Gabarito: letra E. O STF, na ADI 6.591, julgou constitucional a lei que impede a exoneração a pedido e a aposentadoria voluntária de servidor que responde a processo disciplinar, pois a Administração deve aplicar a sanção quando configurada a falta, não havendo discricionariedade para estender desproporcionalmente o prazo do PAD. Assim, tanto Marcelo quanto Roberto não têm direito a prosperar.

A jurisprudência do STF consolidou o entendimento de que é legítima a restrição imposta por lei estadual que veda a exoneração a pedido e a aposentadoria voluntária enquanto o servidor estiver respondendo a processo disciplinar. Isso decorre da necessidade de garantir a efetividade da apuração e a possibilidade de aplicação de penalidade, como a demissão, que pode ser cassada após a aposentadoria (art. 134 da Lei 8.112/1990). A presunção de inocência não é absoluta nesse contexto, pois a administração pode adotar medidas cautelares para assegurar o resultado do processo.

Alternativa A — ❌ Incorreta

A lei estadual não viola a presunção de inocência, pois a restrição à aposentadoria e exoneração é medida administrativa legítima, conforme o STF. O direito à inatividade não é absoluto, e a presunção de inocência não impede a Administração de adotar providências durante o PAD.

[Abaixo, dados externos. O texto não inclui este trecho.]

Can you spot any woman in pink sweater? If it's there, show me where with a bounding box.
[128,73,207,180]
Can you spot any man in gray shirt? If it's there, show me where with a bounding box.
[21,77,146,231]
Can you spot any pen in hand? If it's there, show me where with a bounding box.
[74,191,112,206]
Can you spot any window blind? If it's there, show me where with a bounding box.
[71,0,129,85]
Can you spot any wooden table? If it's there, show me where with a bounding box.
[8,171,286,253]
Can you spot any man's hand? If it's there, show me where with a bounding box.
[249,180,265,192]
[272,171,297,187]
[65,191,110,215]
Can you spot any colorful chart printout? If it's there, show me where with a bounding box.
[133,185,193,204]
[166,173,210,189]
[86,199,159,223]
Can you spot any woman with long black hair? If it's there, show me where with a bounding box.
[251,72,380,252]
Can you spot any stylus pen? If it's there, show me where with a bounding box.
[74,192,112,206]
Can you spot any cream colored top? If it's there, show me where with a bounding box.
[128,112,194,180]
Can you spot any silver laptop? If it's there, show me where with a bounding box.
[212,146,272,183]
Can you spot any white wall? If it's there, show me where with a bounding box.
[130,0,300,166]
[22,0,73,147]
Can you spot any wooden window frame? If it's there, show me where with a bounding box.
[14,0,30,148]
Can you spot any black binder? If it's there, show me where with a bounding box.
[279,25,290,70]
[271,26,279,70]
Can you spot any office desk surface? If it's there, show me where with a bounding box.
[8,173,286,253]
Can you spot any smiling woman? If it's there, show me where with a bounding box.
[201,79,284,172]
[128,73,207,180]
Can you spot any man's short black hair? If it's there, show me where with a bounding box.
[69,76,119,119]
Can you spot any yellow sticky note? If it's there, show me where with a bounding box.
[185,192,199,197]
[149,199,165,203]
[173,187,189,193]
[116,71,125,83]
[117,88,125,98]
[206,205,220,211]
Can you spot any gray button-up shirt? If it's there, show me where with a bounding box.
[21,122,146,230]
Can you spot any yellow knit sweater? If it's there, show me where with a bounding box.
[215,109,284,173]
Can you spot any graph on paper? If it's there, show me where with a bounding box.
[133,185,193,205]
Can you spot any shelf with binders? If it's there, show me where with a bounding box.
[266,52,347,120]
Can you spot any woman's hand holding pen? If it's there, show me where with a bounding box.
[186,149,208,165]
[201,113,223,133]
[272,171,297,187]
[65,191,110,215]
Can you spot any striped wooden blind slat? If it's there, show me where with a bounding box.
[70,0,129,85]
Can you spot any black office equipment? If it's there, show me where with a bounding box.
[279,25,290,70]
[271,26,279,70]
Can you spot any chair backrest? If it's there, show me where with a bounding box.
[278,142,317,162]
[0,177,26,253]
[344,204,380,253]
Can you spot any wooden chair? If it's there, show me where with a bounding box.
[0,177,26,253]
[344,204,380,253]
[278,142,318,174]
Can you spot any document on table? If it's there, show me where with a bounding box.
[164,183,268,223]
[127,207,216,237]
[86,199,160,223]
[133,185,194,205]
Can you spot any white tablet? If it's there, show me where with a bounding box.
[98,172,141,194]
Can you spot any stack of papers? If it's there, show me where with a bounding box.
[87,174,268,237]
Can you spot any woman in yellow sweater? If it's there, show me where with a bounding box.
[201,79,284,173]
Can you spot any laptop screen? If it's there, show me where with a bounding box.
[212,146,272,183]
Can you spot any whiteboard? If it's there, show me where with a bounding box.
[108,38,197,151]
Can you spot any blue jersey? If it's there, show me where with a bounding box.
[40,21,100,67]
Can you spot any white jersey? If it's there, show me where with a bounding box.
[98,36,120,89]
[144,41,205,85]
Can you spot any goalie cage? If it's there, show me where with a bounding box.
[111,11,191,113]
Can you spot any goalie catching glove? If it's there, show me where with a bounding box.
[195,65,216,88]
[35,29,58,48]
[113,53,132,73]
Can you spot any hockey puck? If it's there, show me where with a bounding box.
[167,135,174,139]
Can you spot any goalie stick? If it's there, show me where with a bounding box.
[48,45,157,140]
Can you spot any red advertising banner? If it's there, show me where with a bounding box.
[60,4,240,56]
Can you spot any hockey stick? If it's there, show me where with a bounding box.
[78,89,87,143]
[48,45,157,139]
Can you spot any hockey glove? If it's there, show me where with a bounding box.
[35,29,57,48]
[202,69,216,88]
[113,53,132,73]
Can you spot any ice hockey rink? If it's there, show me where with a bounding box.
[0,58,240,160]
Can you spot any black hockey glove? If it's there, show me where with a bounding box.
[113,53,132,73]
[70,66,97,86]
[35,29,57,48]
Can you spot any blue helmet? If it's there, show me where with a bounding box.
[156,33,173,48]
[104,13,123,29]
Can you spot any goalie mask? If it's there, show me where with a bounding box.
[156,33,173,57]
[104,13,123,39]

Alternativa B — ❌ Incorreta

A lei estadual não viola direitos de personalidade ou autonomia da vontade. O regime jurídico dos servidores públicos é de direito público, e a Administração pode impor restrições razoáveis para garantir a disciplina e a continuidade da apuração.

Alternativa C — ❌ Incorreta

Marcelo não possui direito subjetivo à aposentadoria enquanto responde a PAD, pois a lei pode condicionar a aposentadoria à conclusão do processo. O STF já decidiu que a administração pode negar a aposentadoria voluntária nessas condições. Quanto a Roberto, a alternativa erra ao dizer que a pretensão não prospera, pois a lei também veda a exoneração, e o STF a considera constitucional.

Alternativa D — ❌ Incorreta

A lei estadual que proíbe a exoneração a pedido durante PAD é constitucional, conforme o STF (ADI 6.591). Portanto, Roberto também não merece prosperar. A alegação de inconstitucionalidade por violação à liberdade de profissão não se sustenta, pois o servidor público submete-se a regime jurídico especial.

Alternativa E — ✅ Correta ⟵ GABARITO

A lei estadual é constitucional. A Administração não pode deixar de aplicar penalidade se a falta estiver configurada, nem pode prolongar indevidamente o PAD. No caso, os prazos estão sendo observados, logo o indeferimento foi legítimo. Ambas as pretensões não devem prosperar, conforme a jurisprudência do STF.